There has been shown to be a 10% decrease in the joint range of motion of patients due to lymphedema developing after cancer surgery. The development of lymphedema in the affected arm/leg together with the decreased range of motion may cause a decrease in the functional levels of the patients, which can explain the deterioration in the QoL.27
Sleep problems can be seen intensely and for a long time in cancer patients. While sleep problems can be seen in approximately 30% of newly diagnosed patients, this rate increases at advanced stages of cancer.28 In addition, the development of lymphedema in patients after cancer surgery may adversely affect the sleep. Lymphedema symptoms such as an increase in volume, pain, numbness, and tingling in the extremity are among the factors that negatively affect sleep.29 A previous study reported that obstructive sleep apnea was determined in 74% of 43 lymphedema patients admitted for CDT. Especially in patients with lower extremity lymphedema, sleep problems are more common, which has been attributed to the correlation between lower extremity volume and the prevalence of obstructive sleep apnea.9 In addition, the increase in peripheral edema is among the other factors thought to cause obstructive sleep apnea by reducing the upper airway and increasing the upper airway resistance.30 Roux et al.9 applied 12 sessions of CDT to patients who developed obstructive sleep apnea due to lymphedema, and reported no significant change in sleep apnea following the treatment. This was thought to be due to the masking of the effect of CDT by obstructive sleep apnea during treatment.9 In a case study by Janavlekar et al.18, CDT was applied to a patient who developed lymphedema in the upper extremity after breast cancer surgery. As a result of the treatment, it was concluded that CDT played an important role in reducing lymphedema and improving sleep quality and QoL in metastatic breast cancer patients.18
The results of the current study showed a significant improvement in the sleep quality of patients with upper or lower extremity lymphedema.
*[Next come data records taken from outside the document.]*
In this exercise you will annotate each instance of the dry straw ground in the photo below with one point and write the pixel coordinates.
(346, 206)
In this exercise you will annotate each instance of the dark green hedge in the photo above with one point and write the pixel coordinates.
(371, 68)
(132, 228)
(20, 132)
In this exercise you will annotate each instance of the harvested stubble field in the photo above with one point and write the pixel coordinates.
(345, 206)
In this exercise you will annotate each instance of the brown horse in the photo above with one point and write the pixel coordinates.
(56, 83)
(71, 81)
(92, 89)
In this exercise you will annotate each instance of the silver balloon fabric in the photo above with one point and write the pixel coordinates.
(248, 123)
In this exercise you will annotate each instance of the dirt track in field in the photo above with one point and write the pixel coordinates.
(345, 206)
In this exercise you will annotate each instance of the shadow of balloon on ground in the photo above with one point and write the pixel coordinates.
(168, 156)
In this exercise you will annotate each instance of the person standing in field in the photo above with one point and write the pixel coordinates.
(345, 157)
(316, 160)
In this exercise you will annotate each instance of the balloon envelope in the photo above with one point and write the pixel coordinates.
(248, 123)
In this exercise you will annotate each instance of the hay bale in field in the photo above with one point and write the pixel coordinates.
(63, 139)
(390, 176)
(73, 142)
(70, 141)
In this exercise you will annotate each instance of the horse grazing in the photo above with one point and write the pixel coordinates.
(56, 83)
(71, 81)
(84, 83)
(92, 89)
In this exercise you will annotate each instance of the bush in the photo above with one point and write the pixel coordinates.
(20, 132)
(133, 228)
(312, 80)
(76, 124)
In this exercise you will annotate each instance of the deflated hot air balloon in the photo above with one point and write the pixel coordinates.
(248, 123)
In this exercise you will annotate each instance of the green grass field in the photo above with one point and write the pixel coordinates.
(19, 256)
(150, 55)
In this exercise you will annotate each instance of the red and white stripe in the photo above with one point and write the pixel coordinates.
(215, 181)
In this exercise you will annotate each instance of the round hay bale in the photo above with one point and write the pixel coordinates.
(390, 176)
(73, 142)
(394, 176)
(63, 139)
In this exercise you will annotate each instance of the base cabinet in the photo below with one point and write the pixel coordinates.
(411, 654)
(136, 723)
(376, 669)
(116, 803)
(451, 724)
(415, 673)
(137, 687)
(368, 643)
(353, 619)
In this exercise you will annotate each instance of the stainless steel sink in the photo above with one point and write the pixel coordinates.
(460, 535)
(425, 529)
Decreased pain and extremity volume, which are among the factors affecting sleep, may be the reason for this change.
Study Limitations
The strength of this study was that it is the first in literature to have revealed the efficacy of CDT on sleep quality in patients who developed lymphedema. However, the results of this study only reflect phase 1 of CDT. There is a need for further studies with long-term follow-up, including the second phase of CDT. Moreover, due to the small number of participants, the patients could not be classified according to clinical stages.
Conclusion
Sleep is essential for healing and QoL, especially for postoperative cancer patients who face numerous physical and environmental obstacles to uninterrupted sleep. As a lack of sleep can result in pain, depression and anxiety, patients who get enough sleep tend to have better moods and experience fewer anxiety or depressive episodes.31 The impact of poor sleep quality on outcomes and patient QoL demonstrates the need for new therapeutic options with few side-effects. As a result of this study, it was concluded that CDT, which is known as the gold standard for reducing extremity volume in lymphedema patients, improved sleep quality in patients who developed secondary lymphedema in both upper and lower extremities. It can be suggested that clinicians should consider the efficacy of CDT on sleep quality in the management process of sleep disturbances of lymphedema patients.